As education actors scramble during and post COVID-19 to reimagine teaching and learning beyond the classroom, we can learn from government ministries who have been leading innovative distance learning work for decades.
Zanzibar, a semi-autonomous region in Tanzania of nearly 1.5 million people, is one such place. While small geographically, their distance learning work is large in scope and rich in history.
From the onset of school closures in March 2020, the distance learning team at Zanzibar’s Ministry of Education and Vocational Training’s (MoEVT) has been busy broadcasting radio programs that cover literacy, numeracy and life skills from preschool through the end of primary.

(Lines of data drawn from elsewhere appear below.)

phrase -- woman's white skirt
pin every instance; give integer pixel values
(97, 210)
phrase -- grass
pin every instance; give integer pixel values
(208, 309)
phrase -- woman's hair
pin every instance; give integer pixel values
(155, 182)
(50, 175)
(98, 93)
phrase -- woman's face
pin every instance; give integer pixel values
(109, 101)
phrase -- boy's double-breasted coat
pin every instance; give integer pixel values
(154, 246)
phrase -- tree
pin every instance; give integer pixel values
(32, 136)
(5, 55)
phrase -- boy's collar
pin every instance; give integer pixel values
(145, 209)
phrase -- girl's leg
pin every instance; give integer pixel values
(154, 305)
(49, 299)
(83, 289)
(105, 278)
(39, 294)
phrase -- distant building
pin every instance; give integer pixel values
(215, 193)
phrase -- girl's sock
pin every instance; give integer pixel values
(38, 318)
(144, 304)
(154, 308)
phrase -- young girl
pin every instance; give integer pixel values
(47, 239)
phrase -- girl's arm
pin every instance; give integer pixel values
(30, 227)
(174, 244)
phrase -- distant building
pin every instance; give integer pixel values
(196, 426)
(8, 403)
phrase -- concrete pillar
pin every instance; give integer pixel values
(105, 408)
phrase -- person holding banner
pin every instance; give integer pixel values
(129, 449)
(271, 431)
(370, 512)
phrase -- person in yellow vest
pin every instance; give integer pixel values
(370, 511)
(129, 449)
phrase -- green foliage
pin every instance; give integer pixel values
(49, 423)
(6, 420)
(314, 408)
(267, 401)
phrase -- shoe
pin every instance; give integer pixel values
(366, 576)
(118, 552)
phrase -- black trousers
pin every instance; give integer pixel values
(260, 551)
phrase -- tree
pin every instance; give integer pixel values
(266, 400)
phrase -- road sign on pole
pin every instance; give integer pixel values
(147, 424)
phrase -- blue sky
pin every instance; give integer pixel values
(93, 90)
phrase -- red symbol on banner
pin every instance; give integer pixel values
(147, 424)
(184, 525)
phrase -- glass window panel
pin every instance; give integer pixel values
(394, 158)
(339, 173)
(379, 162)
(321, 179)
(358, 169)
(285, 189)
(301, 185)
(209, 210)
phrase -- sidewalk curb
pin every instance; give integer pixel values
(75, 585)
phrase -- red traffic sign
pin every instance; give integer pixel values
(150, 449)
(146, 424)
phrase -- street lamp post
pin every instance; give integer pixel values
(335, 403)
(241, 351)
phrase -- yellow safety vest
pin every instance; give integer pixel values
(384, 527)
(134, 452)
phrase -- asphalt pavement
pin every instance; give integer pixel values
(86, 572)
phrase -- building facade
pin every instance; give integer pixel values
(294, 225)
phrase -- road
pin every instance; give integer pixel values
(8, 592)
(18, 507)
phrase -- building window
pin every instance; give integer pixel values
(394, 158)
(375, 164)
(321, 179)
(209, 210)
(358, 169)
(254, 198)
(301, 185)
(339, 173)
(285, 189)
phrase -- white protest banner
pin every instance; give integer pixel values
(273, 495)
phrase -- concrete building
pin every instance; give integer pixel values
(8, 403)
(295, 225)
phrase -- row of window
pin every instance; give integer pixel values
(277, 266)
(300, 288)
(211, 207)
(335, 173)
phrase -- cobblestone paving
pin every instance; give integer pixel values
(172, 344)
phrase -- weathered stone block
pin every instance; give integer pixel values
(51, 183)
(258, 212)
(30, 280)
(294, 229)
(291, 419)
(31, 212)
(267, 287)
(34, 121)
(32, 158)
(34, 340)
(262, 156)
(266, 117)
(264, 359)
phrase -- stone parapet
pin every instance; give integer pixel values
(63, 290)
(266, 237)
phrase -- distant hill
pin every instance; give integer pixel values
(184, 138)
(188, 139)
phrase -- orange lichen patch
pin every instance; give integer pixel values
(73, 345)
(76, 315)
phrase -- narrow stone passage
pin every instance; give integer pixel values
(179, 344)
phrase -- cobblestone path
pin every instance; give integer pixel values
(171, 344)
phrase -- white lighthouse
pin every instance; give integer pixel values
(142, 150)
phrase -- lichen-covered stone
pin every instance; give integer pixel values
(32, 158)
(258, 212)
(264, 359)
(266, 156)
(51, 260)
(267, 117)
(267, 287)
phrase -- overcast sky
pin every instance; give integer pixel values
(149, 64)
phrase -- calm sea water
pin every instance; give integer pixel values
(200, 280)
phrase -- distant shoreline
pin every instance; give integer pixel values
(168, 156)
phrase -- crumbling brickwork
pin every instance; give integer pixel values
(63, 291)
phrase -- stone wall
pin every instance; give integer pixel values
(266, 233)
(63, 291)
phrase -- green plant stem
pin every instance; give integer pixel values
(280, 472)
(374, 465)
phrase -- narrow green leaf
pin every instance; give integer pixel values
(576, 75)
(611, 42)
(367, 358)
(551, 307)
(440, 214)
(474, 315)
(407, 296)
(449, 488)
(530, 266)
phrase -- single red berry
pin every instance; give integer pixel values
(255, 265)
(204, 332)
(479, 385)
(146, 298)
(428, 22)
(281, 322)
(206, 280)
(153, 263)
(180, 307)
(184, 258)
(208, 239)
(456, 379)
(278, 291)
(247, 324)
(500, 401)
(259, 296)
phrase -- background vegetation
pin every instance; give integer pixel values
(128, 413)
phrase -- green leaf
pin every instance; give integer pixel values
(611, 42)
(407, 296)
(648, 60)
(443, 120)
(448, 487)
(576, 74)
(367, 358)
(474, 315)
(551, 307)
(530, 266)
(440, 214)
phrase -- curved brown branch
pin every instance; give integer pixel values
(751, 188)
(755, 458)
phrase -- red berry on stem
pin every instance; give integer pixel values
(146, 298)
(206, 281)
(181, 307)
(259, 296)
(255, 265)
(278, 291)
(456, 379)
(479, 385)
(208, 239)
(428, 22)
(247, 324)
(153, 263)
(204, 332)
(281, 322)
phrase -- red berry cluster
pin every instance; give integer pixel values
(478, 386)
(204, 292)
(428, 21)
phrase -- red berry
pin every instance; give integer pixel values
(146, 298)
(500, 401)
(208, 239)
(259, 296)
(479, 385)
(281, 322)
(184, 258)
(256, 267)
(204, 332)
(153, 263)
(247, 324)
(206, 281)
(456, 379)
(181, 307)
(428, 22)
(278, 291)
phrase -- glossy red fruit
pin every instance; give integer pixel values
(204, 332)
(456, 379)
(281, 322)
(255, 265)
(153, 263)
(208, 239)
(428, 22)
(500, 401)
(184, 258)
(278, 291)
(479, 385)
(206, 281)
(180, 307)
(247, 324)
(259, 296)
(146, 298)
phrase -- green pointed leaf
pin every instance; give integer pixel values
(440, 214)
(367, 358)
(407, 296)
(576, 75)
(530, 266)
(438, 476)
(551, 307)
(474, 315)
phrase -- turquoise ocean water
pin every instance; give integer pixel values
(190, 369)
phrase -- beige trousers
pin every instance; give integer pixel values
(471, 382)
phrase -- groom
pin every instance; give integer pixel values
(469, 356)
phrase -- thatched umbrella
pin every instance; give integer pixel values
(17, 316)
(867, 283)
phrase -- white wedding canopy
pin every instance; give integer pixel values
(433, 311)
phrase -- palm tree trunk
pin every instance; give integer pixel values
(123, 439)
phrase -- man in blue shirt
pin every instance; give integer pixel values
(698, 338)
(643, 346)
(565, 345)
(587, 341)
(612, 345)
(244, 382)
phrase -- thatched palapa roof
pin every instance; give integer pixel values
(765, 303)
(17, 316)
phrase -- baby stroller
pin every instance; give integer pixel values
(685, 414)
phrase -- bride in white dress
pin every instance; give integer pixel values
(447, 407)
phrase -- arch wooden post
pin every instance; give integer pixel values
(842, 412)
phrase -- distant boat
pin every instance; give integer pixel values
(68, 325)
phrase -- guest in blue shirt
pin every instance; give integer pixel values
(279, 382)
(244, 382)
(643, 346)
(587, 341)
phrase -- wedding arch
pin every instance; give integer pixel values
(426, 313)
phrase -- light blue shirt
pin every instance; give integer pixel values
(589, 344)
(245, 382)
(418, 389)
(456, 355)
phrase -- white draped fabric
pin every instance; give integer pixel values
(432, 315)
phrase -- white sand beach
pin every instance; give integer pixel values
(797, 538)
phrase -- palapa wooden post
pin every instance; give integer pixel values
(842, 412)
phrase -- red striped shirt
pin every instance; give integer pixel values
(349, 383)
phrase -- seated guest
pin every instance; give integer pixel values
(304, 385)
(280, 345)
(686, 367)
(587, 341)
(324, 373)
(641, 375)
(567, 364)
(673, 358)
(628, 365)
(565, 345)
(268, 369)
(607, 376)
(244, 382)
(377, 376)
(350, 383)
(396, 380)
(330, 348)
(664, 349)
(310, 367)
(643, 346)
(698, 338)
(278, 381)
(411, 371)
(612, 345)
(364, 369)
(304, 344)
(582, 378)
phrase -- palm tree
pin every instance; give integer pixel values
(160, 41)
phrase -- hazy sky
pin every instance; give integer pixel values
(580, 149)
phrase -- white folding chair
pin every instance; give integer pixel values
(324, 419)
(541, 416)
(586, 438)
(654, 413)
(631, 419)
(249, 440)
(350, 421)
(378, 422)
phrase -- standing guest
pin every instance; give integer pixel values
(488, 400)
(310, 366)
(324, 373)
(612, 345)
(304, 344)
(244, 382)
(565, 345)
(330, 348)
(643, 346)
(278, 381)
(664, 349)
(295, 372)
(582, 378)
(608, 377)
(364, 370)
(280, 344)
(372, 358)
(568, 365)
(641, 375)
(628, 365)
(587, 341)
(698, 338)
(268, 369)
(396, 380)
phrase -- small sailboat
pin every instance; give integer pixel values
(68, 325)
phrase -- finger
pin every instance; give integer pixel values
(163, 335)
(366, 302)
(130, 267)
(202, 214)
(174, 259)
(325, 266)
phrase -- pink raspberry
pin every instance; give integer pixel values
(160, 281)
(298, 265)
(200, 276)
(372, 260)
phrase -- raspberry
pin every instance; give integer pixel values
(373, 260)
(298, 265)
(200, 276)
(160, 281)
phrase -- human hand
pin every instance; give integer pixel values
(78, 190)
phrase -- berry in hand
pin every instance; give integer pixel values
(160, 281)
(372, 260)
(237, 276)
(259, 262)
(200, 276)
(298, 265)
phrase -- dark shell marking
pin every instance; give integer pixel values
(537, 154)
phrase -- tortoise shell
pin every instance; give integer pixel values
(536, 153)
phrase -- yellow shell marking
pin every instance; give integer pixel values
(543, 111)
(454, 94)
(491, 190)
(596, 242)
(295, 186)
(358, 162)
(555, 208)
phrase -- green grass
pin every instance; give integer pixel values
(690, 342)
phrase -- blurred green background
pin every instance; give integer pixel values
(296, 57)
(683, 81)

They are also producing video programs that target late primary and early secondary school students and address a variety of lessons teachers have identified as difficult to teach like photosynthesis, genetics, or nutrition.
A history of distance learning
Zanzibar’s MoEVT has furthered a deep tradition of distance learning in the region. Educational radio broadcasting has been used across Tanzania since the era of independence in the 1960s.
Early radio programs were used to supplement primary and secondary school instruction and were designed for children and adult learners.
Even with increasing television viewership and internet access, educational radio programs are still used to reach communities where schools are absent and electricity is non-existent (see Global Digital Library for access to programs).
Educational television has also grown in popularity, with Ubongo Kids being one of the most popular educational programs in Tanzania today.